However this plays out, one thing is certain: I look forward to Ben’s book.
I found the geocentric argument persuasive, but then I’m far from a historian specializing in the near east. So that’s not worth too much. (grin) The traditional counter-argument is the phrase “all those which belong to the same order as that upon which thou standest.” However I think this makes sense if each planet is perceived as a center. That’s not a traditional geocentric system but something in a more weird coordinate system. However it makes sense if it’s intended to work on multiple levels including an allegorical ascent from each individual. But it’s definitely not a slam dunk. There are still odd things going on in the text. Complicated, of course, by the fact it’s a composite text much like the Book of Mormon. So there’s undoubtedly expansion by Joseph which complicates everything.

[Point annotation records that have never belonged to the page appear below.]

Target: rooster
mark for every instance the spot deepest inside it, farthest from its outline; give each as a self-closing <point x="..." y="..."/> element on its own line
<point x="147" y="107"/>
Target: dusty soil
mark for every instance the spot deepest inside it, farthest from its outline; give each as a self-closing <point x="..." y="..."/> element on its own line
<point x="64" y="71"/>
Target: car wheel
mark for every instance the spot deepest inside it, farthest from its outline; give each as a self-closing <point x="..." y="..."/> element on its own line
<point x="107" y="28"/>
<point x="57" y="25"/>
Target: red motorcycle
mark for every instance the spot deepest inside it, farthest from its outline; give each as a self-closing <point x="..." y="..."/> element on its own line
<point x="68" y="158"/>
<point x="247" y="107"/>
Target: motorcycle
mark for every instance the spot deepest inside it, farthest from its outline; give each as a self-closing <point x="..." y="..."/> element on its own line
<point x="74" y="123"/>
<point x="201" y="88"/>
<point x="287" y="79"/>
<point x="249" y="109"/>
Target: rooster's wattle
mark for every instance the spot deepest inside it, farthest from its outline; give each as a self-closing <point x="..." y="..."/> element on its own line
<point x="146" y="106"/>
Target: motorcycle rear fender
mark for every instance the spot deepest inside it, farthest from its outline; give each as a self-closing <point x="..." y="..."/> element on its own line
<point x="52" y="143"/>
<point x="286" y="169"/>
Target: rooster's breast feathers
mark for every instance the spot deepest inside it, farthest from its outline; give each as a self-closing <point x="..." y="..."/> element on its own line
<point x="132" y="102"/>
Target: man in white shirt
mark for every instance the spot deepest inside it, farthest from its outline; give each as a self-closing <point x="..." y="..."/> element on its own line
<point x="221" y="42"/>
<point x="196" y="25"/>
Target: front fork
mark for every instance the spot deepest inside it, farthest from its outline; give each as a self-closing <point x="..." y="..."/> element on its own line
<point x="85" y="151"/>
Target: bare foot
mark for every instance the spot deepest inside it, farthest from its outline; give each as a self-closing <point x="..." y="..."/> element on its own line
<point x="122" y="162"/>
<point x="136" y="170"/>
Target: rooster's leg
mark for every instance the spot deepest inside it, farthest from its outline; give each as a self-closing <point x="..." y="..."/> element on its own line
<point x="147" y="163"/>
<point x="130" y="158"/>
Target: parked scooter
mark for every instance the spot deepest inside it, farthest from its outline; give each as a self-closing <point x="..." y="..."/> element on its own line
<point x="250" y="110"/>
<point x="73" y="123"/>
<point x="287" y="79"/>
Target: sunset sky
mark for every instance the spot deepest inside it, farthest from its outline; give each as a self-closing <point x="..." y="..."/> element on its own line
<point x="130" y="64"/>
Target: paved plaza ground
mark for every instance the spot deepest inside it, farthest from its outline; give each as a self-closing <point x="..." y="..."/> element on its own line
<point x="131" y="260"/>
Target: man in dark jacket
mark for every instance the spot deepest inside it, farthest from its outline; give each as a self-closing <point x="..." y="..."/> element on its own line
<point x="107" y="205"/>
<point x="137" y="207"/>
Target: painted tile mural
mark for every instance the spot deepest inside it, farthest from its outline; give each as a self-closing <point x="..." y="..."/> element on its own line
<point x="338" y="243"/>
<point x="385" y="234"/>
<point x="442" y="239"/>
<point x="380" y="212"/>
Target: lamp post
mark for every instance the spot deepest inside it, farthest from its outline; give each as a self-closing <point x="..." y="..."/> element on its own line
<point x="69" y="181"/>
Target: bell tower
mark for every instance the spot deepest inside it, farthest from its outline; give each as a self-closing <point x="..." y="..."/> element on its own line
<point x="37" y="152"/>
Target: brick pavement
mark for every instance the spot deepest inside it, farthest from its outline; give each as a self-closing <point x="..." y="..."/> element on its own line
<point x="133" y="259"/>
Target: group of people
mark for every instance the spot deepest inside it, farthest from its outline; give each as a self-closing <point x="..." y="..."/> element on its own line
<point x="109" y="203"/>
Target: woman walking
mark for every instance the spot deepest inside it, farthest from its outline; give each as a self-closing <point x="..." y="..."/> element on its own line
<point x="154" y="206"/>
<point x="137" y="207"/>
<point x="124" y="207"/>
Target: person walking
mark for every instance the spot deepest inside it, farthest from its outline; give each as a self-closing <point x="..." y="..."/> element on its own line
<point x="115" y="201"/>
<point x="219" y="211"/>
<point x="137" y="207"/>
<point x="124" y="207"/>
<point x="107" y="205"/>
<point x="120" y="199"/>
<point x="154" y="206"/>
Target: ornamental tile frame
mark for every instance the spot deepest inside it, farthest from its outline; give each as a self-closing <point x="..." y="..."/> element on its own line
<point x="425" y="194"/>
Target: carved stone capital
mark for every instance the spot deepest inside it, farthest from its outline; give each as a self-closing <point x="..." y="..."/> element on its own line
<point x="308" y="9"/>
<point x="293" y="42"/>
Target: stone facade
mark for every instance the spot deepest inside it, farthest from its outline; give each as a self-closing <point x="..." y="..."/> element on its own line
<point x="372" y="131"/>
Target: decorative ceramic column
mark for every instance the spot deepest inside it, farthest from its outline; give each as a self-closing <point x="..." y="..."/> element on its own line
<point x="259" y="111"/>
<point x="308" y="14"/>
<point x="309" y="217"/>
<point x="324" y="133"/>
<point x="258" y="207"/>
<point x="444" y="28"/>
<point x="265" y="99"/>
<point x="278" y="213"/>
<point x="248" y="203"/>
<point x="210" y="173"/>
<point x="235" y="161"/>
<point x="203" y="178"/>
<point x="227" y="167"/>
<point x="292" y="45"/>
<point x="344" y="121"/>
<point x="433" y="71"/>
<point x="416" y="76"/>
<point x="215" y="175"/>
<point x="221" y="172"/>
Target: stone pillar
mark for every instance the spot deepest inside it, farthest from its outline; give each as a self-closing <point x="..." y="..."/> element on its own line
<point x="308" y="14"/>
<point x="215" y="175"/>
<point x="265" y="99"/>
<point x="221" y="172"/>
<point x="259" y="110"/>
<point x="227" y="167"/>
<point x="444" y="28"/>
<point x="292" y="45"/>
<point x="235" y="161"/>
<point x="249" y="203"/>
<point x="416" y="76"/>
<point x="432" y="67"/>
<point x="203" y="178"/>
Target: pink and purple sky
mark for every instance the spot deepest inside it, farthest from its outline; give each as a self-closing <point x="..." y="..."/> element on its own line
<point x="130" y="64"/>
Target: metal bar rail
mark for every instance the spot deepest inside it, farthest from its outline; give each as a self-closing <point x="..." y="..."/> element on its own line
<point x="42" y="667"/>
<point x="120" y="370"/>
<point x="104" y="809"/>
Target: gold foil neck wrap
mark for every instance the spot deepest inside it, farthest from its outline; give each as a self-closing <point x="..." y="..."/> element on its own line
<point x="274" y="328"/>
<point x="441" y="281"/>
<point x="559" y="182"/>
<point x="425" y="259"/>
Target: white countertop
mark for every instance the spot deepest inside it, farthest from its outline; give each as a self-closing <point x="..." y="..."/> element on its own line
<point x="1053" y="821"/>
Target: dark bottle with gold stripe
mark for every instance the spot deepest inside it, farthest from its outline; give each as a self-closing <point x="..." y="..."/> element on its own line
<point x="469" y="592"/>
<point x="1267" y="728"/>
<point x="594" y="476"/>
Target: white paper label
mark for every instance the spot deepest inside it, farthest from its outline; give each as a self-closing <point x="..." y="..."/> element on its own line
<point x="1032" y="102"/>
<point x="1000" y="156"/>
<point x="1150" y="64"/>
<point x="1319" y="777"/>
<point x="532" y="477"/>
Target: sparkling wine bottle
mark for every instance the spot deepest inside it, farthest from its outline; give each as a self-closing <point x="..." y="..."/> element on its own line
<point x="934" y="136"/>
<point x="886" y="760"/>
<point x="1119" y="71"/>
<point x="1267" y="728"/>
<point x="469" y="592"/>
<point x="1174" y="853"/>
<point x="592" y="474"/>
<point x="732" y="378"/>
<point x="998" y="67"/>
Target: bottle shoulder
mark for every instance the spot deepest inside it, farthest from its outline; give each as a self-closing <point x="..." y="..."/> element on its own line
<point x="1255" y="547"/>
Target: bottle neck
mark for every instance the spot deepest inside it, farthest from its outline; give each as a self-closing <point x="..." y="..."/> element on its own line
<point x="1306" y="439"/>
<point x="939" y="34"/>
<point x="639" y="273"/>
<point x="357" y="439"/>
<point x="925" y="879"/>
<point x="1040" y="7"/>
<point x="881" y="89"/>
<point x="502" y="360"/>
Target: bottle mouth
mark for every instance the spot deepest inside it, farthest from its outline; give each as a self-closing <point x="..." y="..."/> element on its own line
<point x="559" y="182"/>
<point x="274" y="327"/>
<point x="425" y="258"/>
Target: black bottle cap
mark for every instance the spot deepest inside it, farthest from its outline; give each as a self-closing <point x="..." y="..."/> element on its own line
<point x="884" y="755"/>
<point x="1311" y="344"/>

That said I don’t find the readings of Abraham in terms of real cosmology terribly persuasive. (I know a popular one attempts to read in relativity but I just don’t buy it) Oddly though so far as I’m aware no ones really found a strong ancient or 19th century counterpart to the cosmology. I looked through most of the esoteric texts I was able from more or less the 19th century (most unlikely to be had by Joseph) but couldn’t find anything. The one everyone mentions, Thomas Dick’s, has very few real parallels. But neither did the hermetic or masonic texts I found. While I don’t know the literature that well, I also found as many things from late antiquity as I could and couldn’t find anything smacking of a parallel. No one else has found any I found compelling either including memory palaces, hermeticism of late antiquity, gnosticism, or Kabbalism. (Which, if Joseph were heavily influenced by Kircher’s egyptology speculations – and there definitely are some parallels with the Kirtland Egyptian papers – you’d think you’d see something in the cosmology but you don’t) It’s weird.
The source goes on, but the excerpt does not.